Enerdata has just released the Iran energy report with 2006 data.
How is the energy sector structured in Iran ?
Iran is an important member of OPEC and the country relies strongly on its energy resources, in particular oil. It owns large oil and gas resources (respectively around 10% and 20% of World total).
Two large public companies control the sector of fossil fuels : NIOC for oil and NIGC for gas, both controlled by the Ministry of Oil, which is itself topped by the Supreme Energy Council (SEC).
The electricity sector is under the control of the Ministry of Energy (supervised by the SEC). The company Tavanir controls the production capacities (thermal power plants are managed by its subsidiary IPDC and hydro-electricity capacities by IWPPC).
What is the weight of Iran on international oil and gas markets ?
Iran is a large crude oil producer : it ranks 4th in the World (behind Saudi Arabia, Russia and the USA) and is the 2nd largest OPEC producer. It exports 65% of its production towards Asia, Europe and Africa. It is thus an important actor on the World oil market.
Regarding oil products, the refining capacity is 1,65 Mbl/d, ensuring only 60% of the domestic needs. Despite its very large reserves Iran was a net gas exporter in 2006 (imports from Turkmenistan exceeding the exports towards Turkey and Armenia). Indeed, the production has trouble to catch up with the national consumption : many projects have problems to get commissioned (unattractive conditions for foreign companies, international pressure regarding the nuclear issue spilling over large scale energy projects in the country, difficulty to sign deals), while the needs for gas keep increasing for : oil production, use in the power sector and direct use in industry and buildings.
It must also be noted that the main gas field, South Pars, is common with Qatar (where it is called North Field) which creates some tensions and raises some questions on its future exploitation.
How is the domestic market evolving ?
The domestic market is very dynamic, partly due to the very low prices set by the Iranian government.
The electricity consumption has been multiplied by 5 since 1990, reaching around 150 TWh in 2006. The gas consumption has been multiplied by 4, from 20 Gm3 in 1990 to 86 Gm3 in 2006. The power sector is a key driver of this growth, representing 41% in 2006 of the total consumption from 35% in 2000.

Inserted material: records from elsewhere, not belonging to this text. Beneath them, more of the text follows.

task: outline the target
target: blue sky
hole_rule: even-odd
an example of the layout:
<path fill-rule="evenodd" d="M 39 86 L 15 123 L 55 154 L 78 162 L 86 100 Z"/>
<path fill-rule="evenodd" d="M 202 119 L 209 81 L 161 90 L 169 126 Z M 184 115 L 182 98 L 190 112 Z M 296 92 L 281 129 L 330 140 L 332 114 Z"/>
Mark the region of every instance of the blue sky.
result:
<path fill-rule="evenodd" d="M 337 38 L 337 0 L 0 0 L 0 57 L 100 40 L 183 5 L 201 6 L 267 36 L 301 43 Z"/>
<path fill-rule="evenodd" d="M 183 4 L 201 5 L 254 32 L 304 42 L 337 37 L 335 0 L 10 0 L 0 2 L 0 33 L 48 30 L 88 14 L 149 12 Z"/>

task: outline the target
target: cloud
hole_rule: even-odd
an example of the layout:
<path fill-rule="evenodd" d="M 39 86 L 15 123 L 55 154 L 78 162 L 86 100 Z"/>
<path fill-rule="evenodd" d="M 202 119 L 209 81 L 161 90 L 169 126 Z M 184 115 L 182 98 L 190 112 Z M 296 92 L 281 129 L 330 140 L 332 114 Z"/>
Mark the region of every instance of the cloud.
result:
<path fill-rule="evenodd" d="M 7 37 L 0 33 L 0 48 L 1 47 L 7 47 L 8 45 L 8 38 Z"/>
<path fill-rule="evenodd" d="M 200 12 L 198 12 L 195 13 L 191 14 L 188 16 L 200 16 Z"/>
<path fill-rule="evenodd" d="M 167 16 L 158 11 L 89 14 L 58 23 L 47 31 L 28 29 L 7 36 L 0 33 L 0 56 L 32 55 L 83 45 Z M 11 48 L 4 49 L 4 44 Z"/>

Finally the consumption of oil products has been growing at an impressive rate of +8%/year since 2000 (from 24 Mt to 38 Mt). This situation has led to a growing need to import oil products because of the insufficient refining capacity, contributing to some significant budget stress for the State (which buys oil products at international market prices and sells them at heavily subsidized levels). The situation is particularly severe for motor gasoline for road transport (in 2006 Iran imported more than 45% of its consumption), and thus the government has decided to regulate the consumption through the rationing of gasoline use.
What are the prospects for oil ?
Iran plans to increase its crude oil production, which will require a development in the Caspian Sea currently being disputed with Russia, Turkmenistan, Azerbaijan and Kazakhstan (Iran claims a 20% share, while the others agree on the equidistance principle which would give Iran only 13%).
Furthermore, the investment conditions in the country do not appear very attractive for foreign companies, and many projects are postponed or slowed down, even though Iran has eventually signed an agreement with the Chinese company Sinopec in December 2007 on the Yadavaran field (185 000 bl/j until 2014) after years of negotiations. Finally, the future development of oil fields will certainly require a growing use of injected gas, which will further increase the pressure on gas projects.
Various projects of refineries should help Iran supplying its growing domestic market.
What are the coming challenges on gas ?
Many production projects are planned on the South Paris gas field, the largest in Iran. However, most have not been completed yet because of difficulties to finalize deals on gas price (for instance the talks with Pakistan and India have been going on for years without final agreement yet on this specific issue) and an unfriendly investment climate, all the more as Iran still hesitates for some projects on their final allocation, either towards exports or for its dynamic domestic markets.South Pars is shared with Qatar, which is currently undertaking ambitious development plans. Iran fears these will reduce its own amount of resources.
What are the projects for other energy sources, in particular nuclear ?
The electricity capacity should reach 60 GW by 2015 (against 50 GW in2006) : about 15 projects of hydraulic (13% of total capacity in 2006) and gas plants should be commissioned by then.
In parallel, Iran set significant targets for nuclear development (7700 MW in 2022) despite the international pressure on this issue. The power plant of Bouchihr, originally planned in 2004, should be commissioned in 2008 at best.
There is no specific policy for other energies, despite the likely potential for solar development.